Greetings & Javascript -> LLVM...

I have a concept for which I’m conducting an initial analysis. The broader idea is to create an LLVM, JIT based runtime that would create a platform amenable to scripting languages, but do so while enforcing an optional sandbox environment when dictated by security concerns (browsers, user preferences). With this approach, the community would gain language independence for browsers, as well as enabling much needed standardization over tooling support for debugging, refactoring, and even general editing concerns.

The first language I’d like to tackle is ECMAScript / Javascript.

So, aside from all the issues with the strategy (getting buy-in from browser / tooling teams, development community), my first concern is that it is even possible. Theoretically, it should be possible to express Javascript in LLVM. But a quick review of existing projects indicates that, while LLVM → Javascript has been taken on, what I’m seeking has not been done to date.

Have I missed anything, or is there any reason not to attempt a project like this?

Regards,

Julian Klappenbach

Most of the performance wins for dynamic languages are not from the
kinds of optimizations that LLVM does; you basically gain performance
by doing run-time specialization of dynamic language constructs to
become static, which is something that LLVM really won't help you do,
and which practically speaking is extremely language-specific.

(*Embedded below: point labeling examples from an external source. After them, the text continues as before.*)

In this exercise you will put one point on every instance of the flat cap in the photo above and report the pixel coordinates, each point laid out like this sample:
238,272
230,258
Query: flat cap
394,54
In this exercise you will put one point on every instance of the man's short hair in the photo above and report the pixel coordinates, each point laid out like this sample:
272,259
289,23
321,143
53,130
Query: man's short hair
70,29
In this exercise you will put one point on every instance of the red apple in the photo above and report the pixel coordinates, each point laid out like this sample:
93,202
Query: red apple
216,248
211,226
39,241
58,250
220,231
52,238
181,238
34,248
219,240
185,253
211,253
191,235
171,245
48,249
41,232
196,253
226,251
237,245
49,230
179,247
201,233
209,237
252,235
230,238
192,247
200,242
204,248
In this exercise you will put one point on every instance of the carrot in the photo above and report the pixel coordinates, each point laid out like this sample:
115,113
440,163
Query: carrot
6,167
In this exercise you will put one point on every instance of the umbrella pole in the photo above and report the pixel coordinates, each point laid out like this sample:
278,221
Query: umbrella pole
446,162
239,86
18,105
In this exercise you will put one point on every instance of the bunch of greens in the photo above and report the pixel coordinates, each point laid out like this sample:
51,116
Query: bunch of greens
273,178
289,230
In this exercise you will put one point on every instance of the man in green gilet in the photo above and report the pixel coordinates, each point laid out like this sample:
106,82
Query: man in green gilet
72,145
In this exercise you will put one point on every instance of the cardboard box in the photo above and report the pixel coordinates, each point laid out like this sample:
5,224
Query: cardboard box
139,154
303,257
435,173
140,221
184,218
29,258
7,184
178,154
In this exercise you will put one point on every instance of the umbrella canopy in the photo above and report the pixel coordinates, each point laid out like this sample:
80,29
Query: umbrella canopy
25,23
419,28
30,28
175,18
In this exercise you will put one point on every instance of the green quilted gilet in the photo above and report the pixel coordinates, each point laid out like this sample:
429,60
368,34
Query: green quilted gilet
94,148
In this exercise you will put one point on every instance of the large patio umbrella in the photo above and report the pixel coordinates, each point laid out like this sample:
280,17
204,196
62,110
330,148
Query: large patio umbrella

For example, in JavaScript, all numbers are officially doubles, but in
many cases it is profitable to runtime-specialize them to be integers,
on the other hand, Python distinguishes between floats and integers,
but Python integers overflow into arbitrary-precision integers
on-demand.

For another example, in Python, dictionaries can have any hashable
type as their key, but in JavaScript, "objects" (which double as
hashtables) can only have strings as their keys (although numbers get
implicitly converted to strings which is another big language-specific
optimization opportunity). Oh, and in JavaScript "objects" have a
number of additional semantics which prevent them from being actually
used as pure hashtables!

--Sean Silva

Not necessarily looking for performance gains from LLVM. Instead, the value comes from having a common base platform which can gain language independence, address security concerns, support common tooling (debugging, editing, etc), and perhaps even introduce common language features (annotations / AOP).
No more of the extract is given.